Domestic elephants are micro-chipped by the Thai government to show that they have not been caught from the wild. The worst trekking camps can be tough for an elephant. In order to make money, mahouts are forced to work their elephants 10 – 12 hours a day. Conversely, at home in Surin, unemployment means elephants are often left isolated from other elephants with a short chain on two legs 24 hours a day with no exercise or enrichment. In both circumstances, the poverty of existence means their owners cannot afford to feed them anything close to their daily physical needs, emotional needs are forgotten, and shade and sufficient water are often overlooked. The King’s Cup schedule is designed to give these trekking elephants rest and relaxation on a scale they are never afforded in their ‘normal’ lives and ensure elephant rest time with interaction and enrichment that neither set of elephants gets in their daily lives.

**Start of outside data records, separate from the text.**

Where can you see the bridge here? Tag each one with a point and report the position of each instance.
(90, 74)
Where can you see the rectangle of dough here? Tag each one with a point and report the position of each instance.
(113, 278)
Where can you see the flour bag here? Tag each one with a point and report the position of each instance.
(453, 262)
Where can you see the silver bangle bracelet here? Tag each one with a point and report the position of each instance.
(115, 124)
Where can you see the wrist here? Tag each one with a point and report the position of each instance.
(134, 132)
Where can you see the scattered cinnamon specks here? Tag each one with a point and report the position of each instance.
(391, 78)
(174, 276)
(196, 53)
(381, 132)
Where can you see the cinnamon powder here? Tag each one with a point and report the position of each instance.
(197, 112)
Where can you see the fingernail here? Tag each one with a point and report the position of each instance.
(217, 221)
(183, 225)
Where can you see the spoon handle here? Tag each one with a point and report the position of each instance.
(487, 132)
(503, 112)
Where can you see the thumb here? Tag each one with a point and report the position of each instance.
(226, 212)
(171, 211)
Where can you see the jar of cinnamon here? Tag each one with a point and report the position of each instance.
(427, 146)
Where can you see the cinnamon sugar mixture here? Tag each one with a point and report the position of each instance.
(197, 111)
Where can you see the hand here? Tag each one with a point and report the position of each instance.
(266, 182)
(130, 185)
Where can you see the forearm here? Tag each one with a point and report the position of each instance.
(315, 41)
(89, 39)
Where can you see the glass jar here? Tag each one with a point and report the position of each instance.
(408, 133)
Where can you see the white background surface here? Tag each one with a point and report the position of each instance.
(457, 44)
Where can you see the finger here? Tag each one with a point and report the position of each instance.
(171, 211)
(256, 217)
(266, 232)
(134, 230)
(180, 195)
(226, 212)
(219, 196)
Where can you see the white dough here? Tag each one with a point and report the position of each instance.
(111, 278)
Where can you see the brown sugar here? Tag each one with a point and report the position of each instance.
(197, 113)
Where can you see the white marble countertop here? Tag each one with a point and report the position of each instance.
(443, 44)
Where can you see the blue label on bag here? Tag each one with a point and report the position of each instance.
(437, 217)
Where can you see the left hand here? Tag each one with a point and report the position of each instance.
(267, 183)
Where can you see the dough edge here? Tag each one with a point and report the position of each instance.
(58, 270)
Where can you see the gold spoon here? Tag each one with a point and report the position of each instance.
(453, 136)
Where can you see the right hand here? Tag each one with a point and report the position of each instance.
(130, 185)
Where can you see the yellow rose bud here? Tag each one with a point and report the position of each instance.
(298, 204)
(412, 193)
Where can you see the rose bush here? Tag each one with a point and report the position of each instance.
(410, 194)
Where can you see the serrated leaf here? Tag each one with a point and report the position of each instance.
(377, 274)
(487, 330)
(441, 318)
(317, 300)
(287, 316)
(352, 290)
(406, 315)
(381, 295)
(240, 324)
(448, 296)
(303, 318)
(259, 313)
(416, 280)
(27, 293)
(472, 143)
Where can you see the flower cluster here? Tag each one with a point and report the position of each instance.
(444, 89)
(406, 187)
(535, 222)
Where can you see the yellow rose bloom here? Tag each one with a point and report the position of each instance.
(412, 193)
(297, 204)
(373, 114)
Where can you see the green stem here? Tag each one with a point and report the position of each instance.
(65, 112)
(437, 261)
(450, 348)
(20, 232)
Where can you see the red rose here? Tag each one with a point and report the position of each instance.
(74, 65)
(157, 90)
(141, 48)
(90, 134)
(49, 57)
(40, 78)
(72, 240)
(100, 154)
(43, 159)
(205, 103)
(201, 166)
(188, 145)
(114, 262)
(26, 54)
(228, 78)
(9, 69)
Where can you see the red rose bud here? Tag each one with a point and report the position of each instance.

The four day festival will have something for everyone including an impressive Opening Parade, Children’s Educational Day, Ladies Day known as the ‘Bangkok Ascot’ and a wide range of fun elephant related activities for the whole family.
Anantara has long been associated with elephant conservation efforts with the formation of The Golden Triangle Asian Elephant Foundation, which has performed over 40 rescues of elephants off the streets of Thailand, as well as bringing the hugely successful Elephant Parade to Bangkok where 88 elephant statues were decorated by local and international celebrities and artists to honour Thailand’s HM King Bhumibol Adulyadej’s 88th birthday and will be auctioned off in a gala dinner in February 2016.